Никита и Микитка — страница 1 из 8

Василий ЯнНикита и Микитка



В. Ян

Грозный царь Иван Васильевич (XVI век) приказал учить грамоте боярских детей. И вот в путь, в белокаменную Москву, отправляют княжича Никиту, а с ним крепостного мальчика, холопа Микитку.

О том, как встретила Москва мальчиков, что увидели они там, вы прочтёте в этой книге.

Прочтёте вы и о том, как Микитка стал учеником замечательного русского первопечатника Ивана Фёдорова (ок. 1510–1583).


Рисунки Т. ПРИБЫЛОВСКОЙ

В БОЯРСКОЙ УСАДЬБЕ



Через заиндевевшее окно, сложенное из кусочков слюды, пробивался тусклый утренний свет.
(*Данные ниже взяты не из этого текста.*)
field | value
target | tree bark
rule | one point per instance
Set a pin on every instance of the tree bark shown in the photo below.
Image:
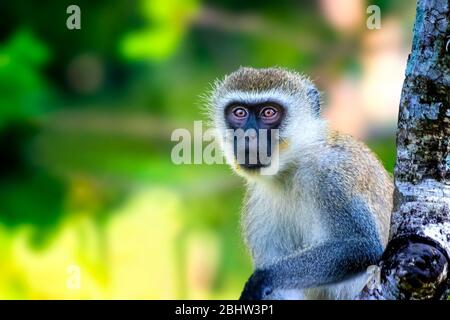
(415, 264)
В жарко натопленной спаленке, на изразцовой лежанке, покрытой ковром, разметался во сне краснощёкий мальчик в белой косоворотке. Над ним склонился тощий, с козьей бородкой «дядька» Филатыч и осторожно похлопывал его по плечу:

— Князинька, Никита Петрович, пора подыматься! Лошадей уже запрягают. Дорога дальняя, а в Москву надо приехать засветло. К вечеру поставят поперёк улиц брёвна и решётки, тогда никого не пропустят.
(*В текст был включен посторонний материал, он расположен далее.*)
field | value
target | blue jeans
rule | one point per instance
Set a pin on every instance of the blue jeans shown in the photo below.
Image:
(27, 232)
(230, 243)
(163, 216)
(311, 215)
— Не поеду! Пошёл прочь, старый дуралей!

— Зачем же ты сказал непристойное слово? Как можно не поехать! Это царский приказ! Дяденька Борис Фёдорович осерчает, коли ты не приедешь!

— А я сказал — не поеду! По-моему и будет!

Бесшумно, в шерстяных чулках, подплыла пухлая нянюшка в красном сарафане и заячьей телогрейке-безрукавке.

— Что же ты, князинька Никита Петрович, упрямишься? — нараспев начала она. — Полно брыкаться ножками! Ведь это твой старый верный дядька Филатыч. Он тебя повезёт в Москву. Дай-ка я тебе тёплые чулочки и валенцы надену, чтобы ты, сохрани господь, не простыл на морозе.

Нянюшка подняла и усадила сонного мальчика, а Филатыч стоял рядом и приговаривал:

— Запряжём мы в саночки-умчалочки коньков-бегунцов с бубенчиками… Усядемся поплотнее и запахнёмся полостью медвежьей, чтобы не выпасть на поворотах, и покатим с заливным колокольчиком по снежку, по первопутку, в сторонку не ближнюю, не дальнюю, в Москву златоверхую, что раскинулась на холме высоком, между рекой Яузой и Москвой-рекой…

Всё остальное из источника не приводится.